Adam is currently taking Journalism at St Thomas University in Fredericton NB (Canada).No dude ever crosses the bar because a girl looks funny or smart." on CW, which pits one unstable couple against all their obstacles en route to the altar – in one week's time.I also asked Perl-Raver if she would date on reality TV again."Oh, hell no," says Perl-Raver.It costs a great deal less to produce an hour of reality than an hour of primetime drama.My fear is that (reality TV) will become more participatory with the audience," she says.In her blog, she writes "A large part of me feels like they edited out some of the best stuff to make the storylines clichéd enough to entertain without illumination" – a perfect metaphor for her dark dating experience.In the episode, Sasha and contestants Jennifer and Megan all select the same man – athletic trainer Chris – to share a final date and reveal each other in the light.I wanted to make him stop," she says."Everybody had to be boiled down to the minutiae of what people best fit into," says Perl-Raver."They didn't talk about any of the nuances in their personality.""I had to ask myself, is that the person I really am or is that just how they're portraying me? Chris eventually hoped Jennifer, who was portrayed as a fit, athletic girl, would ‘join him on the balcony' – the contestants' way to signal a mutual match – but all three women chose to leave the house without meeting Chris. Sasha says none of the women were attracted to him, but the episode made it look like they had tough decisions to make and plenty of confrontation to deal with."It really bothered me that they made it seem like the girls were against each other,' says Perl-Raver.
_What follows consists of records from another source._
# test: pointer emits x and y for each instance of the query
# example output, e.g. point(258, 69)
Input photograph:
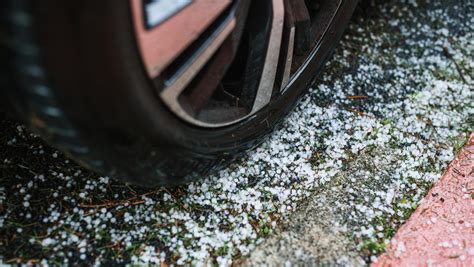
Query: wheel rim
point(226, 60)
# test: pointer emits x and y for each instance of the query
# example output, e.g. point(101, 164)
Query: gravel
point(357, 154)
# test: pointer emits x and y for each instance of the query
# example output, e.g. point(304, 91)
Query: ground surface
point(330, 186)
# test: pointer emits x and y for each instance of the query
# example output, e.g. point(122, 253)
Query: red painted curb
point(441, 230)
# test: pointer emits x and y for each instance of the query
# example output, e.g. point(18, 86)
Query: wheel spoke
point(161, 44)
point(172, 91)
point(267, 80)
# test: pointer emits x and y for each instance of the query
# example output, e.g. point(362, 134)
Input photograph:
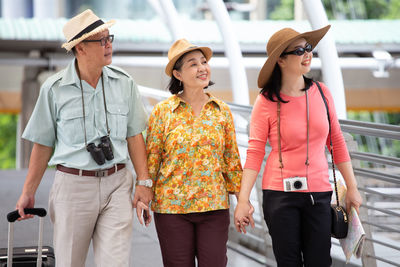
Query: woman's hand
point(243, 216)
point(353, 199)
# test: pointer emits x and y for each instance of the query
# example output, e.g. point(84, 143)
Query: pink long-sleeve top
point(293, 127)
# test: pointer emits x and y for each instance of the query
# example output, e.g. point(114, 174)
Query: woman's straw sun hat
point(82, 26)
point(279, 41)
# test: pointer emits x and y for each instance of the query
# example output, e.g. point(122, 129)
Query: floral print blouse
point(194, 161)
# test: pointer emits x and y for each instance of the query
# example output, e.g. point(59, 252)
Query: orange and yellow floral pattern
point(194, 161)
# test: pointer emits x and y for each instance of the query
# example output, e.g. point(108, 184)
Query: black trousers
point(300, 229)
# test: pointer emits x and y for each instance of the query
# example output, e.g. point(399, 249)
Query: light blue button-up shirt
point(57, 120)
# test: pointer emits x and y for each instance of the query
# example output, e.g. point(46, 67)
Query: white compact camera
point(295, 184)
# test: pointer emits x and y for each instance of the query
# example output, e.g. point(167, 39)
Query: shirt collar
point(71, 76)
point(176, 101)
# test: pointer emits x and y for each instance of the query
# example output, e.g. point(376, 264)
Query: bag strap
point(330, 148)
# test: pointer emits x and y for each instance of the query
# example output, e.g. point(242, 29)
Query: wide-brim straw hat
point(279, 41)
point(82, 26)
point(181, 47)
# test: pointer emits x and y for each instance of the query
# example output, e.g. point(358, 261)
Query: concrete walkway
point(145, 248)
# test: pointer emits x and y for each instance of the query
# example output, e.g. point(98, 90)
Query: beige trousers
point(84, 208)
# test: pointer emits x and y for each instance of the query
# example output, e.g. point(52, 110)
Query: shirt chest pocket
point(118, 120)
point(71, 126)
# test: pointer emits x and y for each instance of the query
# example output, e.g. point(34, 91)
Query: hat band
point(89, 28)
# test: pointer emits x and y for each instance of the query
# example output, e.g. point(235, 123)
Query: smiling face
point(195, 71)
point(295, 64)
point(94, 52)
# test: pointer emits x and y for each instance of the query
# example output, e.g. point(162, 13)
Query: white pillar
point(45, 9)
point(15, 9)
point(172, 19)
point(240, 88)
point(328, 54)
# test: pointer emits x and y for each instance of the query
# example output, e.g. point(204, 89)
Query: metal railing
point(378, 183)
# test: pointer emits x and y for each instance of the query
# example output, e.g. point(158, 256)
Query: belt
point(96, 173)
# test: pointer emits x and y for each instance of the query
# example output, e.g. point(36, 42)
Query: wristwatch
point(147, 183)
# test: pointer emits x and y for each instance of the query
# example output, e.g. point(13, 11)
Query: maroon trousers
point(184, 237)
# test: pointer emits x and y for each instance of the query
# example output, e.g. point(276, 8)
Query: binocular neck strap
point(279, 135)
point(83, 102)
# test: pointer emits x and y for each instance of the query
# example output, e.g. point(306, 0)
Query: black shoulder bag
point(340, 223)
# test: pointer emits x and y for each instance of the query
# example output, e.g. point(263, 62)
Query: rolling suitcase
point(26, 256)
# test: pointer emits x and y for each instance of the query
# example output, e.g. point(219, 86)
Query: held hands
point(143, 213)
point(243, 216)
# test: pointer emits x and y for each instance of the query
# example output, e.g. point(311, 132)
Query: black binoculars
point(101, 152)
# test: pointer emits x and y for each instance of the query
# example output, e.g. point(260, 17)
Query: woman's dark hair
point(272, 88)
point(175, 86)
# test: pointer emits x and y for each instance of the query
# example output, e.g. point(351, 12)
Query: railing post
point(368, 246)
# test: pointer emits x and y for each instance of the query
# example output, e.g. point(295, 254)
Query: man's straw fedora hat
point(279, 41)
point(82, 26)
point(180, 47)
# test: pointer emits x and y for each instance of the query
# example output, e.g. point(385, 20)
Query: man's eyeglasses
point(102, 41)
point(299, 51)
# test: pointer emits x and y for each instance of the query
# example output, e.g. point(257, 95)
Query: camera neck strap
point(330, 141)
point(279, 135)
point(83, 102)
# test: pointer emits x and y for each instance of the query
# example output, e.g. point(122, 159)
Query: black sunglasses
point(299, 51)
point(102, 41)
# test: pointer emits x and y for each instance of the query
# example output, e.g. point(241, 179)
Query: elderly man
point(87, 121)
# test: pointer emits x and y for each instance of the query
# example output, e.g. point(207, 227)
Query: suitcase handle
point(14, 215)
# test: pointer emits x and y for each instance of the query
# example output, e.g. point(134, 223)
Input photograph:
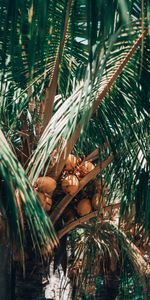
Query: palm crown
point(73, 78)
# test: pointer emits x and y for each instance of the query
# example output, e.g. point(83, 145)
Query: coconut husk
point(70, 184)
point(45, 200)
point(85, 168)
point(84, 207)
point(96, 201)
point(71, 162)
point(45, 184)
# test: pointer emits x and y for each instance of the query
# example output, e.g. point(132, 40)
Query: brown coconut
point(84, 207)
point(69, 216)
point(45, 184)
point(113, 263)
point(45, 201)
point(71, 162)
point(96, 201)
point(70, 184)
point(101, 187)
point(85, 168)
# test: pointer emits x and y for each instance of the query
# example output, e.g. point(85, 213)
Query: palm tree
point(66, 64)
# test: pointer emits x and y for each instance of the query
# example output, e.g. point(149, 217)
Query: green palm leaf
point(20, 205)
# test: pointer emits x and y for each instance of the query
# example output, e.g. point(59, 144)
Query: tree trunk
point(5, 262)
point(110, 289)
point(29, 285)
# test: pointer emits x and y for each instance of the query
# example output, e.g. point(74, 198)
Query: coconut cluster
point(45, 186)
point(73, 172)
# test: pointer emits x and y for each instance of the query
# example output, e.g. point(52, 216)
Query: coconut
point(71, 162)
point(31, 106)
point(70, 184)
point(45, 201)
point(113, 263)
point(69, 216)
point(84, 207)
point(85, 168)
point(99, 184)
point(45, 184)
point(96, 201)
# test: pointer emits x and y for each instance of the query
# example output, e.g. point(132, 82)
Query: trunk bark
point(5, 262)
point(5, 272)
point(110, 289)
point(29, 285)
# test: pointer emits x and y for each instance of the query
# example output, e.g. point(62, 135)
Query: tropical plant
point(73, 79)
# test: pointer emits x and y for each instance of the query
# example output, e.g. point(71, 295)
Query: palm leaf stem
point(69, 227)
point(47, 104)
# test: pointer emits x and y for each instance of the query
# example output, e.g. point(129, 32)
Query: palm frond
point(79, 106)
point(20, 205)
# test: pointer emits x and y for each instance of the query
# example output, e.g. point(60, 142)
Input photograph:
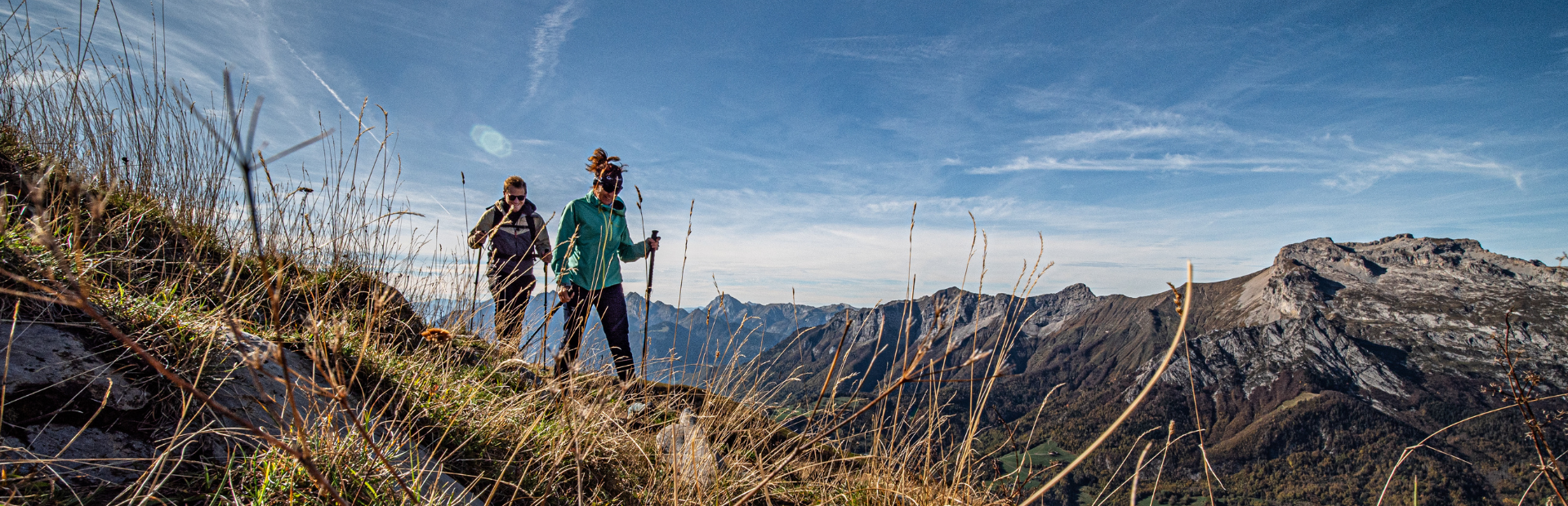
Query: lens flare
point(491, 141)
We laughed so hard that the producers yelled at us for having too much fun."Perl-Raver also commented on how tried to manufacture emotional and physical conditions to heighten to the probability of dramatic moments and entertaining television."It's psychological warfare when you're doing a reality show," she adds.She's writing a book on dating and wanted to put herself in as many situations as possible, including reality TV, speed dating and more traditional ways of finding that special someone.She wasn't the only contestant with another agenda."Everyone had ulterior motives," says Perl-Raver.